When both medical staff and law enforcement are trained in non-fatal strangulation issues, those affected by abuse can have better outcomes. There are several benefits in both the clinical and legal aspects of training people who handle such cases.
Better Triage And Care
One aspect of training medical staff in the acute and long-term aspects of non-fatal strangulation is better triage of cases and reducing long-term issues that arise in such cases. For example, not every person who is a victim of strangulation is cooperative. They may be unconscious when they arrive at the hospital or refuse to reveal information about their attack. Training in non-fatal strangulation entails looking for key signs consistent with strangulation and the realization that not every related injury appears immediately. Bruising around the neck that is frequently found in strangulation cases may not appear for hours or days after the incident. Medical staff can also better check for internal injuries in the neck if they believe a person was strangled.
Improved Legal Outcomes
Not only is the victim's cooperation important for prosecution and conviction of an assailant, but evidence collected in the hours and days after the strangulation is critical. When law enforcement is properly trained in non-fatal strangulation identification they can build a better case against a defendant, and in some cases, help piece together who the defendant might be in cases of repeat offenders. For example, an unknown attacker might be identified or several cases might be connected based on clues such as the use of ligatures, whether the attacker strangled victims from behind, or other similarities between cases.

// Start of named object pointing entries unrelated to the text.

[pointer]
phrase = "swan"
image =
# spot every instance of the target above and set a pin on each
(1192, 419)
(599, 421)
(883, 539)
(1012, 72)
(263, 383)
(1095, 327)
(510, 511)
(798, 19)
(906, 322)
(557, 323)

Easier Identification Of Those At-Risk
Intimate partner violence is often the hardest case to identify and prosecute, often because the victim is too afraid or emotionally attached to their abuser to admit any wrongdoing by their partner. Since many of the victims in these instances may show up at the hospital with injuries, but do not admit to strangulation by their partner, clues regarding strangulation can be critical in identifying victims at risk for future incidences of intimate partner violence or death. When law enforcement and/or medical staff notice small details consistent with strangulation, they can attempt to intervene by providing resources to the victim. These resources might include a social worker who can offer counseling and a safe environment to help the victim get out of a dangerous situation.
Training in non-fatal strangulation for law enforcement and medical staff is critical for improving outcomes when violence occurs. Better training can translate into improved acute and long-term care and identification of those who have inflicted injures upon the victim.